Natalie Musumeci
February 5, 2019
New York Post
Cigarettes in Hawaii may soon go up in smoke — thanks to a proposed bill that aims to bar sales of them to anyone under the age of 100.
“The legislature finds that the cigarette is considered the deadliest artifact in human history,” states the bill, sponsored by Democratic Rep. Richard Creagan. “The cigarette is an unreasonably dangerous and defective product, killing half of its long-term users.”
The bill adds that the Aloha State is “suffering from its own addiction to cigarettes in the form of the large sums of money that the State receives from state cigarette sales taxes, with the tax revenues recently reaching more than $100,000,000 per year.”
If enacted, the law would ultimately ban the sale of cigarettes by raising the minimum age of legal access to cigarettes to 30 in 2020, to 40 in 2021, to 50 in 2022, to 60 in 2023 and finally to 100 in 2024.
Under the bill, e-cigarettes are excluded on the premise that they “differ from regular cigarettes in that they have a much lower carcinogenic potential than cigarettes.”
Cigars and chewing tobacco are also left out of the bill.
Hawaii has already proved itself to be strict on cigarette sales.
It is one of six states that have raised the tobacco age to 21. The others are California, New Jersey, Massachusetts, Oregon and Maine.
Creagan, an emergency medicine specialist in Naalehu, told the Hawaii Tribune Herald that he wants to see cigarettes off the shelves in Hawaii completely.
“Basically, we essentially have a group who are heavily addicted — in my view, enslaved by a ridiculously bad industry — which has enslaved them by designing a cigarette that is highly addictive, knowing that [it’s] highly lethal. And, it is,” Creagan told the news outlet.
He noted that the state’s current tobacco laws are “not stopping the problem.”
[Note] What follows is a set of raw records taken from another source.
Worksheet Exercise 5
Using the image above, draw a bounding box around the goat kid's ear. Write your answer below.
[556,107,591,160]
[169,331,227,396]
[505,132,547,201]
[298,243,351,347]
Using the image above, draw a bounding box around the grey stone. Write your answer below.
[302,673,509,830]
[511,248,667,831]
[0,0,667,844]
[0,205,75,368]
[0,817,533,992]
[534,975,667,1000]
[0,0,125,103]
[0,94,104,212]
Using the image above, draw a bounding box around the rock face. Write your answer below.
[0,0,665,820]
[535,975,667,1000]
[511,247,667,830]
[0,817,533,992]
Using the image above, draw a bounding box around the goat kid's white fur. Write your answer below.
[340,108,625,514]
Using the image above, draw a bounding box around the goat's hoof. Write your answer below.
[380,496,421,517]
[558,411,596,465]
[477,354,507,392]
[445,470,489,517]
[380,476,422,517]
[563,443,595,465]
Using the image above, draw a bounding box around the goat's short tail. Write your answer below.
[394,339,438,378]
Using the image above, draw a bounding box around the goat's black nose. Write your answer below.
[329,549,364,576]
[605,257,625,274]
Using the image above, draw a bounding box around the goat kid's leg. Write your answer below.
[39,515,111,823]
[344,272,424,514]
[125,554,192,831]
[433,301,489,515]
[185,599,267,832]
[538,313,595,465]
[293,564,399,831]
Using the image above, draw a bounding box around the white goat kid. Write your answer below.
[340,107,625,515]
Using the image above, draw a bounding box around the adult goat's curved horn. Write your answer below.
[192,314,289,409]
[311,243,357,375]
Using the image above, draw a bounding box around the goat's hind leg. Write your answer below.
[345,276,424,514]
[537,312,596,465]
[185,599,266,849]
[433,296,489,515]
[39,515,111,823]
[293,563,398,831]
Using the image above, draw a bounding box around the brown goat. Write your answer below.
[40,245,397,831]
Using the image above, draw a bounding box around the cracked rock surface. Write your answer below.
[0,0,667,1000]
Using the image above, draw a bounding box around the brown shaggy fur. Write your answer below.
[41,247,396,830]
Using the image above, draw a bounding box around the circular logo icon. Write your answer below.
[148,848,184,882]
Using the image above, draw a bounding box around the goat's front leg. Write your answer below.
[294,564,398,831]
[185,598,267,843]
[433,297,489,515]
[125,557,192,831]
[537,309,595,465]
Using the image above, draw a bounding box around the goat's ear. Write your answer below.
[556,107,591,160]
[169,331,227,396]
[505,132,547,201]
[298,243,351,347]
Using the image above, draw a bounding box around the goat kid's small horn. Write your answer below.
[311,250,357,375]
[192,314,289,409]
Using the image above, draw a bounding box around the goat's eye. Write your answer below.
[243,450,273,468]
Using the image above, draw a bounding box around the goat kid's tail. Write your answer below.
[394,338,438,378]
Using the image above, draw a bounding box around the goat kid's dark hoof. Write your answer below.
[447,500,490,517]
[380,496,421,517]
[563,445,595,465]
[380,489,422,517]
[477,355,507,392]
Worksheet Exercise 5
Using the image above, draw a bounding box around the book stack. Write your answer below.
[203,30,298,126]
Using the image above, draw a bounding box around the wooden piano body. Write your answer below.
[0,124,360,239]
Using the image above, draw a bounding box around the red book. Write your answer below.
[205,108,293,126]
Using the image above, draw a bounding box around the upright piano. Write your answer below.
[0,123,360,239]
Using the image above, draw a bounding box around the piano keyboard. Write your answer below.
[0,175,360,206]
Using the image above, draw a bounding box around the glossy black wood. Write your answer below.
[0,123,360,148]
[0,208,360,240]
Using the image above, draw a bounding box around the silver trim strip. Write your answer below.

“The state is obliged to protect the public’s health,” the lawmaker said, adding, “We don’t allow people free access to opioids, for instance, or any prescription drugs.”
“This is more lethal, more dangerous than any prescription drug, and it is more addicting. In my view, you are taking people who are enslaved from a horrific addiction, and freeing people from horrific enslavement,” he said. “We, as legislators, have a duty to do things to save people’s lives. If we don’t ban cigarettes, we are killing people.”